Et MacFarlane de s'interroger sur la mobilité des hommes et des marchandises dans une civilisation qui refuse la roue : "How then was the immense traffic in goods and people in Japan carried ? Apart from a very limited use of horses, and good water transport, the answer is basically on the human back and shoulders. The main method was by poles and racks."

Et d'observer en tant que bon historien britannique "From this brief account, it can be seen that Japan was at the opposite extreme to Europe, and especially England. Almost all those labour-saving technologies which helped England out of hard physical labour were either not utilized, or hardly employed.

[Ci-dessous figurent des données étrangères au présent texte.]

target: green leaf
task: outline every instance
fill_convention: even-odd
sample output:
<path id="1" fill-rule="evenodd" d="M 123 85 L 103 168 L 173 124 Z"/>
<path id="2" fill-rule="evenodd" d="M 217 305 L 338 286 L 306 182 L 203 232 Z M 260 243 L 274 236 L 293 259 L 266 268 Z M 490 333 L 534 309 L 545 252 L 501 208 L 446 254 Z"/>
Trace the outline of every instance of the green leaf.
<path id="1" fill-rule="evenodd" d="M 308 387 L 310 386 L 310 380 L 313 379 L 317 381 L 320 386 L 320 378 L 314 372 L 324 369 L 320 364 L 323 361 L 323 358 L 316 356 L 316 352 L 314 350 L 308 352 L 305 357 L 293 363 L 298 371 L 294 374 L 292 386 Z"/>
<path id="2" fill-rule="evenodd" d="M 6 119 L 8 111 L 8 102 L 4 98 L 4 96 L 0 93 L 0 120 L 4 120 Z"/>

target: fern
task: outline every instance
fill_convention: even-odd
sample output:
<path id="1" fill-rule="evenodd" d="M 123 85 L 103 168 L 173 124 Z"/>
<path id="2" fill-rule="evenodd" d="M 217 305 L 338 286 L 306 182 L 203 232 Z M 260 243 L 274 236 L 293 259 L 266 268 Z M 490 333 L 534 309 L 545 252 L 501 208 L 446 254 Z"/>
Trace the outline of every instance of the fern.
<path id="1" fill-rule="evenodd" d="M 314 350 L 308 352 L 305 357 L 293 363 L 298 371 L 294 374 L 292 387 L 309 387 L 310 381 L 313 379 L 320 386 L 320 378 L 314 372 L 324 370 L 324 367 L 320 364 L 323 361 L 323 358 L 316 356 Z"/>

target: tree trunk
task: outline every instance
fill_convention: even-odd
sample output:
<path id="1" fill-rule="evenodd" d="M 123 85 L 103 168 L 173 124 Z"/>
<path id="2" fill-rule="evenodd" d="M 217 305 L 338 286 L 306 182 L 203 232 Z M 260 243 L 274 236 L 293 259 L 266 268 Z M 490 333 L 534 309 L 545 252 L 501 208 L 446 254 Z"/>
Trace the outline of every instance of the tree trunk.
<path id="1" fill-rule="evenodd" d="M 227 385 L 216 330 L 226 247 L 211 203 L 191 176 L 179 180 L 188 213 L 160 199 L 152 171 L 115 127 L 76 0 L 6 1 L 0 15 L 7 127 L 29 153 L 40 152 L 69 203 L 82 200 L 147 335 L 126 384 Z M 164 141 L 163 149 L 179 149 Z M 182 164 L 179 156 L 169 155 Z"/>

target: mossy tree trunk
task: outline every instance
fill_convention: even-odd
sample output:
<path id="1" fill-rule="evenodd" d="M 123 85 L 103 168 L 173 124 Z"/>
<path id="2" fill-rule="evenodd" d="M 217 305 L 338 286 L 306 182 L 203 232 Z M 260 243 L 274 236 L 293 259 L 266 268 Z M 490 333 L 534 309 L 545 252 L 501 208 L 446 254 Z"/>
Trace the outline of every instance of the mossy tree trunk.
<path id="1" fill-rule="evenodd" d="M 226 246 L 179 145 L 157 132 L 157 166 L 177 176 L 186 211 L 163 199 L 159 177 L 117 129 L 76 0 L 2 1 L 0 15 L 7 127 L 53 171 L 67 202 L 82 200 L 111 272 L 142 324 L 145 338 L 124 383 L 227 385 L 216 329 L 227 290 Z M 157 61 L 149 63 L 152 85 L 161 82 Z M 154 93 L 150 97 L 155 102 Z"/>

Wind power, water power, animal power - all were little used by the Japanese, although they had known how to use them and were aware of their benefits from at least the seventh century.

It was not a question of information.

Deeper pressures in the social and economic structure led them to rely almost entirely on the muscles of human beings, rather than letting 'nature' take some of the strain
."

Mon premier réflexe a été d'aller chercher des images du Japon au début du XIX siècle, notamment auprès des artistes les plus représentatifs des années 1810/1830. C'est ainsi que je me suis replongé dans les Trente-six vues du mont Fuji de Katsushika Hokusai, et dans les Cinquante-trois relais du Tôkaidô réalisés par Andô Hiroshige. (Voir ci-dessous)

Et là l'évidence m'est apparue, sur aucune d'elles on ne voit quelque chose qui ressemble de près ou de loin à une roue. Tout quasiment se fait à dos d'homme et, exceptionnellement, à dos d'animal.

Et cette absence de roue est encore plus perturbante quand vous comparez ces estampes aux gravures faîtes à la même époque en Europe (voir ci-dessous) dans lesquelles on voit, certes, des chaises à porteurs, mais surtout des coches, des carrioles, des turgotines et des diligences.


Devant une telle découverte, j'ai tenté de repenser les récentes innovations japonaises en matière de mobilité autour de cette question toute simple : et si pour les Japonais la roue n'était, en fin de compte, qu'une parenthèse ? Et si pour eux la mobilité de demain passer par le dépassement de la roue ?

Voilà le premier résultat, encore très/trop superficiel, de mes premières réflexions autour de cette question.

Quand l'avenir passe par la marche.


Je ne vais pas revenir plus longuement sur le Walking Assist Device de Honda, ni sur l'influence des mangas dans cette créativité, sujet que j'ai déjà souvent abordé (voir et ).


Le vrai choc pour moi aujourd'hui est de découvrir que cette histoire a des racines beaucoup plus profondes que je ne l'imaginais. Et c'est qui me fait regarder toute la pop culture japonaise d'une autre façon, non plus comme une rupture relativement récente (avec Astro Boy comme point de départ), mais, au contraire, comme la prolongation d'une histoire plus ancienne fondée sur une défiance vis à vis de la roue et une idéalisation de l'homme marchant avec ou sans prothèse.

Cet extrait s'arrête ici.